10 In these circumstances, none of the considerations (except, in a way about to be mentioned, the condition imposed by ASIC) militates against reinstatement and the first of the considerations militates in favour. It is, in my opinion, "just" that the order for reinstatement be made, subject to resolution of the issue raised by ASIC's condition.
11 The need to address the issue raised by ASIC's condition arises because the amended originating process includes a claim for an order that the winding up of Churnwood be terminated.
12 In one sense, that claim can be dealt with briefly. The application for termination is expressed to be made under s.482(1). Because that provision appears in Part 5.4B headed "Winding up in insolvency or by the Court", it is inapplicable to a case of members' voluntary winding up. Under s.511 (a provision clearly applying to such a case), the court may exercise in a voluntary winding up any power that would be exercisable by the court if the company were being wound up by the court. An application under s.511 may be made by the liquidator, a contributory or a creditor (that is, the same class of competent applicants contemplated by s.482(1A)(a)). Because Westbury - the applicant for not only the order directing reinstatement but also the order terminating the winding up - will not be a contributory or creditor if and when Churnwood's registration is reinstated, there will be no application by a competent applicant for an order terminating the winding up.

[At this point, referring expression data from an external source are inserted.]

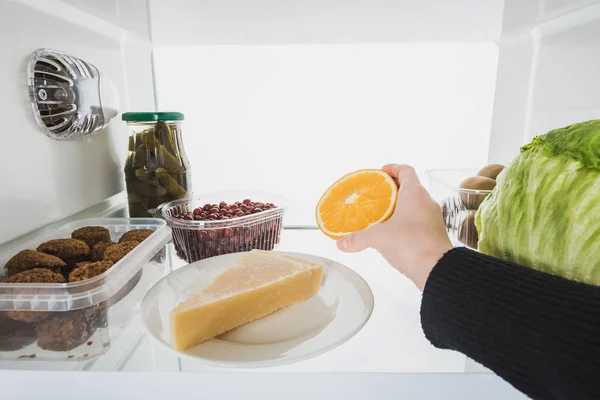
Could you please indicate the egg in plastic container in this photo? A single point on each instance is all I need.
(459, 205)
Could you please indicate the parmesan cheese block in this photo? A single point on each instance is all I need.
(257, 284)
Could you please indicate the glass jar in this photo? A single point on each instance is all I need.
(157, 169)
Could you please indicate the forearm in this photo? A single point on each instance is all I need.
(539, 332)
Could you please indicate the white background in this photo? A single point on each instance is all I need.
(291, 119)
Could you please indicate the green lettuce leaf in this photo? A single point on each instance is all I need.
(545, 210)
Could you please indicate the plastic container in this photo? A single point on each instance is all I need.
(459, 206)
(157, 169)
(197, 240)
(80, 320)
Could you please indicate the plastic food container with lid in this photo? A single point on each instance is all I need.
(459, 206)
(157, 169)
(196, 240)
(80, 320)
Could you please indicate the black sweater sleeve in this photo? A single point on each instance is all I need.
(539, 332)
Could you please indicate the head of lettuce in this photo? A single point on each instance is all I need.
(545, 210)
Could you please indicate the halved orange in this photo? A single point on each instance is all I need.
(355, 202)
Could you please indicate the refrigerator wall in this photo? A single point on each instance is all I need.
(43, 179)
(547, 71)
(288, 96)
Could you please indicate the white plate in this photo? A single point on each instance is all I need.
(339, 310)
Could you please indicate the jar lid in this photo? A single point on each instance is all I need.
(152, 116)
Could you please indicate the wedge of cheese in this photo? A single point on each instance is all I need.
(257, 284)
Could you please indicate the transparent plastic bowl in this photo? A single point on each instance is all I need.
(458, 205)
(81, 319)
(197, 240)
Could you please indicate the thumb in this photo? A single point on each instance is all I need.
(354, 242)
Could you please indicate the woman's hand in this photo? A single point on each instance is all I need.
(414, 238)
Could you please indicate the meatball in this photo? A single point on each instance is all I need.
(89, 270)
(30, 259)
(98, 250)
(71, 251)
(36, 275)
(64, 331)
(117, 251)
(92, 235)
(15, 335)
(136, 235)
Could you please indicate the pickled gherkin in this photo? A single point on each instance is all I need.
(156, 169)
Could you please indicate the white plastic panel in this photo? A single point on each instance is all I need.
(554, 8)
(190, 22)
(520, 15)
(292, 119)
(566, 83)
(132, 15)
(45, 179)
(511, 103)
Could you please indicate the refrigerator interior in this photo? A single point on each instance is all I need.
(287, 96)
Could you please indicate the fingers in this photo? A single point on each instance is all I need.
(355, 242)
(402, 173)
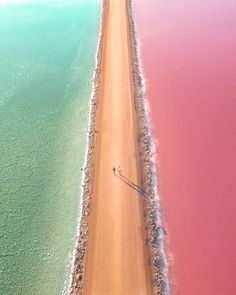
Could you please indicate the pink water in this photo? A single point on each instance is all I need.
(189, 58)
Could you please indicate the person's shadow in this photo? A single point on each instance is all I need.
(129, 183)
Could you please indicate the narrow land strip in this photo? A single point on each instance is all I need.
(116, 260)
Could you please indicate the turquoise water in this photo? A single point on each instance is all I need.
(47, 59)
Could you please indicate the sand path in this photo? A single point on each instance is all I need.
(117, 258)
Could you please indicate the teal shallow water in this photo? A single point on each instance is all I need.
(47, 58)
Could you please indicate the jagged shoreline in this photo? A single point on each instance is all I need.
(151, 203)
(147, 150)
(77, 271)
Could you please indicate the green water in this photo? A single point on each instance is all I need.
(47, 59)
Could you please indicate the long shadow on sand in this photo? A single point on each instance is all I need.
(130, 183)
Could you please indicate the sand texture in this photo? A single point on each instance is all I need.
(120, 243)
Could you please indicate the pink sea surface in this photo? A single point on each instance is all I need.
(189, 58)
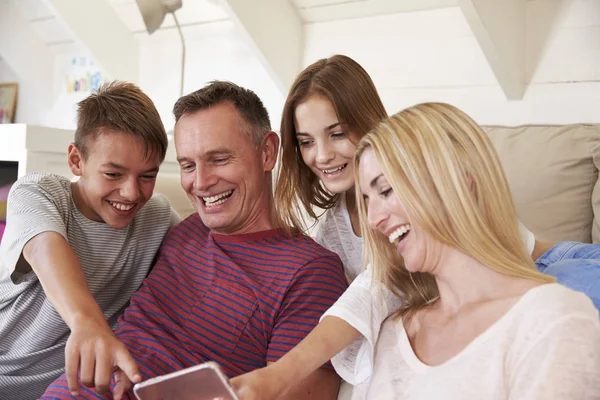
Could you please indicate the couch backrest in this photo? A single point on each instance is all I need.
(553, 175)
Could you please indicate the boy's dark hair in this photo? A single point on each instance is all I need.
(246, 102)
(120, 106)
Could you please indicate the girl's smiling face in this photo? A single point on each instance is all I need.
(325, 143)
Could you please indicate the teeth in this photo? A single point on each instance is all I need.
(399, 232)
(217, 199)
(331, 171)
(121, 206)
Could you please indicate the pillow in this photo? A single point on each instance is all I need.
(553, 175)
(3, 198)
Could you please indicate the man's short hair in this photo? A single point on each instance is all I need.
(247, 103)
(121, 106)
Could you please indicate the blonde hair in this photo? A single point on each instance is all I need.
(354, 97)
(447, 174)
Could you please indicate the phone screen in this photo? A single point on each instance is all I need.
(201, 382)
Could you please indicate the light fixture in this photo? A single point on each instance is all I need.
(153, 13)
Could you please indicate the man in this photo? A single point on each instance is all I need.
(230, 284)
(74, 253)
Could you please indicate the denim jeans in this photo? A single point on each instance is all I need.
(575, 265)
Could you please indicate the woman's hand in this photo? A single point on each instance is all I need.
(261, 384)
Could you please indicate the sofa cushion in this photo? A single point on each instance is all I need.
(553, 175)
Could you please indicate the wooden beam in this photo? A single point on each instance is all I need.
(274, 31)
(499, 27)
(97, 26)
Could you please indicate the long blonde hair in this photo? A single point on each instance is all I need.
(350, 89)
(447, 174)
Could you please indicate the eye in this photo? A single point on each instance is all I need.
(385, 193)
(186, 167)
(304, 142)
(220, 161)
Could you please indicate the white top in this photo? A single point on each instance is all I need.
(547, 346)
(334, 232)
(360, 306)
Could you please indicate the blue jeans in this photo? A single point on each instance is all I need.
(575, 265)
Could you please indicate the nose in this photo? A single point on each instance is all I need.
(204, 178)
(376, 215)
(130, 190)
(324, 153)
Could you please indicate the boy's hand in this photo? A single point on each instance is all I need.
(94, 350)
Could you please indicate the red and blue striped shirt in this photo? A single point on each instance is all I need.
(239, 300)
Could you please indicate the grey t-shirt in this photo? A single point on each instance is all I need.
(115, 262)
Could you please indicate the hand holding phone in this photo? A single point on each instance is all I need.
(201, 382)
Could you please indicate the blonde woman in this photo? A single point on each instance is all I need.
(478, 319)
(332, 104)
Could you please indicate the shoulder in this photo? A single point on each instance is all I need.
(305, 247)
(551, 301)
(157, 204)
(189, 230)
(306, 256)
(326, 229)
(51, 185)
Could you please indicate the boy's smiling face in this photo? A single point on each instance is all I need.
(116, 179)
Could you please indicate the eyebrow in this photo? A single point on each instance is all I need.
(216, 152)
(122, 168)
(374, 181)
(327, 128)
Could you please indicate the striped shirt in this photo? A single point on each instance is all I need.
(239, 300)
(115, 263)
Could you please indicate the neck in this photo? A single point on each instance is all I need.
(464, 281)
(352, 210)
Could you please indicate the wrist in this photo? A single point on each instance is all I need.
(87, 318)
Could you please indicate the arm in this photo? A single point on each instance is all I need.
(92, 347)
(562, 363)
(358, 313)
(35, 239)
(299, 369)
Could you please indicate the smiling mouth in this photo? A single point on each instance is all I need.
(122, 206)
(334, 170)
(213, 201)
(399, 234)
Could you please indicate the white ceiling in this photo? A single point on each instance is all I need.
(195, 13)
(330, 10)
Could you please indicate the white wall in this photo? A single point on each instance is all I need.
(26, 110)
(213, 51)
(433, 56)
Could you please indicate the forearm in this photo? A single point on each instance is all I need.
(61, 276)
(327, 339)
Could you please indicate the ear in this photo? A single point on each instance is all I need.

13 Such an order would, in any event, be contrary to the condition in ASIC's letter. There is the added point that Mr Fitzgerald has not, at this point, consented to act again as liquidator. His affidavit proceeds on the basis that an order terminating the winding up will be made. There thus arises the dilemma identified by White J in Halstead v CTS Quality Building Products Pty Ltd [2006] NSWSC 1022 at [12]:
"Moreover, if the company were reinstated, it would resume its status as a company in liquidation. It would not necessarily follow that the liquidator, whose functions had been wholly discharged, would automatically resume office as liquidator upon reinstatement ( Ramantanis v G & M Excavations (2004) 22 ACLC 22). It would be necessary to appoint a liquidator and, accordingly, the consent of a qualified person to assuming the office of liquidator would be needed. Adequate arrangements would also need to be made in respect of the liquidator's remuneration and expenses."
14 The position is thus, first, that a termination application by an incompetent applicant will be before the court consequent upon reinstatement; second, that reinstatement without an order of the kind contemplated by s.482(3) (as made available through s.511) ensuring that Mr Fitzgerald is still liquidator will leave proper governance of the company in doubt; and, third, that progressing of the application for termination of winding up will render inapplicable ASIC's statement of non-opposition to the reinstatement of the registration. I will therefore not make any order at this point. Rather, I propose to stand over the present application to 10 am on Monday, 26 February 2007 (or, if that is inconvenient, a date and time to be arranged with my Associate). I shall then hear from counsel how the plaintiff proposes to deal with the matters I have identified.